60 pages • 2-hour read
Michael PollanA modern alternative to SparkNotes and CliffsNotes, SuperSummary offers high-quality Study Guides with detailed chapter summaries and analysis of major themes, characters, and more.
As Pollan reaches the end of five years of research without firm answers, he speculates that he might be using the wrong approach. He decides to approach the question of consciousness from the perspective of Buddhism and meditation. To do so, he meets with Joan Halifax, the Buddhist abbot of the Upaya Zen Center in Santa Fe.
Pollan plans to spend time at Upaya to interview Halifax, learn more about Buddhist thought on the self, and practice meditation. Instead, Halifax takes him to the cave, a retreat in the Sangre de Cristo Mountains. It is a literal cave in the mountains sealed with a glass sliding door, containing a single small bed and a woodstove, no running water and no electricity. He suspects that Halifax takes him here to avoid his questions but eventually realizes that she wishes for him to experience the meditative isolation that Zen Buddhists use to escape the self/ego.
Halifax explains that meditation “breaks down the ego” (233) primarily through repetition, boredom, and exhaustion. At some point, the meditator finds their own sense of self so uncomfortable that they “drop in” to a state of “being completely present in time and space” (233). At this point, the meditator temporarily loses their sense of a separate self and enters that state of no-self or pure awareness.
Pollan spends several silent, isolated days in the cave, using simple routines that become ritual-like and meditative. During this time, he again attempts Ricard’s exercise to search for the self in a series of rooms. This time, he does not find himself but images, sensations, and thoughts that appear unbidden. He can quickly chase these thoughts away to clear the mind. This, to him, suggests that there is still “something […] imbued with a point of view and agency” there to do the chasing (237). He concludes that the self may be both illusory and real at the same time.
One night, he looks up at the night sky and for the first time feels stripped of the subjective self. His “brain’s usual priors, predictions, and inferences about the night sky had broken down” (237), allowing him to see it more clearly than before. He believes that previous experiences of the night sky had been filtered or impacted by preconceived notions of what the sky is or should be. Now he is “fully, freshly present to the universe” (238) and sees it as it truly is.
He concludes that his efforts to solve the mystery of consciousness have prevented him from fully experiencing his own consciousness.

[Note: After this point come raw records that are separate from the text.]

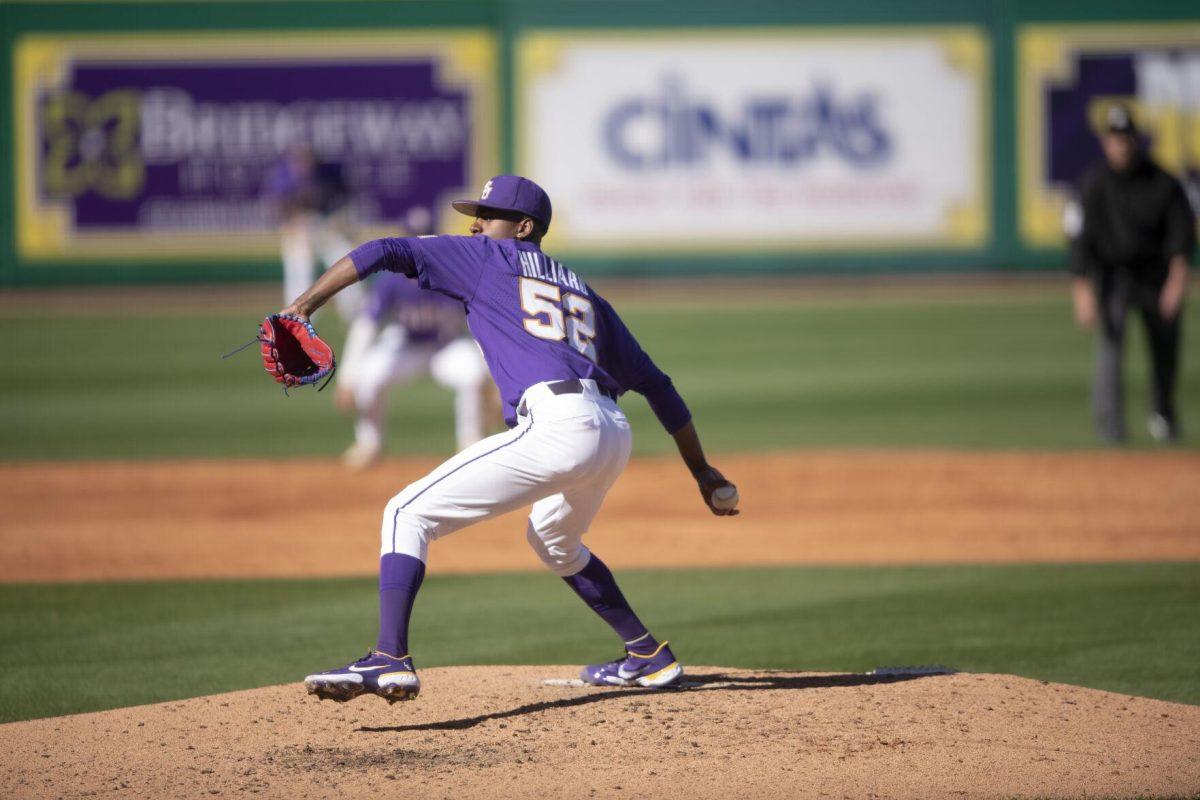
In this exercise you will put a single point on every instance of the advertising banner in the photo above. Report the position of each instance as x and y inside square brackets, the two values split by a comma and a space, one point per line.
[1067, 78]
[780, 139]
[144, 145]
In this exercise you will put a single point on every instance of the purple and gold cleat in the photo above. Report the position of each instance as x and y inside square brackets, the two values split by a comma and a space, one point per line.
[658, 669]
[391, 678]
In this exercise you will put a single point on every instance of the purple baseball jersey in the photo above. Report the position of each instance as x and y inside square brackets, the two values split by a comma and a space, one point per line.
[427, 317]
[534, 319]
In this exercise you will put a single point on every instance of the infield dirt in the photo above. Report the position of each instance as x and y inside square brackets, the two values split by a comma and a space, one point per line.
[79, 521]
[499, 732]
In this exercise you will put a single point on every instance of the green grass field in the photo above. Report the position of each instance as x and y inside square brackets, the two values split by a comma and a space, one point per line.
[978, 370]
[1132, 629]
[984, 370]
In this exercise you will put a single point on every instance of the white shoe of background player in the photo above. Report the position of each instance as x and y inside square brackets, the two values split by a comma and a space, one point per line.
[360, 455]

He now decides that consciousness need not be a puzzle to be solved but a practice to engage with, which allows the individual to be present to life.
The Coda, though brief, is an important element of Pollan’s research and experience in writing the book. The ideas and personal biases he examines in the Coda extend directly from his final conclusions at the end of Chapter 4. Having determined that no theory proposed by science or philosophy can explain the complex mysteries of consciousness, he now decides to take the spiritual approach. Rather than research Buddhist theories from the outside, however, he fittingly adopts the phenomenological method of examining the experience from the inside. This leads him to his time in ‘the cave.’
Crucially, the cave is both a literal location run by the Upaya Zen Center, and a clear reference to Plato’s Allegory of the Cave, which has lingered in the background of every concept Pollan studies. Pollan explicitly references Plato’s Cave twice in the book, first in Chapter 1 when comparing Friston’s concept of homeostasis to the version of reality viewed in the cave, and second in Chapter 2, when comparing an AI’s environment on the internet to the shadows on the cave walls. Though Pollan does not explicitly refer to the Allegory of the Cave in the Coda, the comparison is both obvious and apt. Pollan’s experience living in the cave, ironically, aids him to see beyond his own biases and assumptions (which function like the shadows on the wall) to access the reality of the world more directly.
The best example of this comes in his descriptions of the night sky. He metaphorically exits the cave of his own mind or self, which is associated with the Buddhist concept of no-self, and becomes “fully, freshly present to the universe” (238) like the prisoner of Plato’s cave who sees the sun for the first time. This experience thus helps Pollan reconcile his lack of concrete answers, which he had hoped to find in his research, with an acceptance that not all things can, or need to be, solved.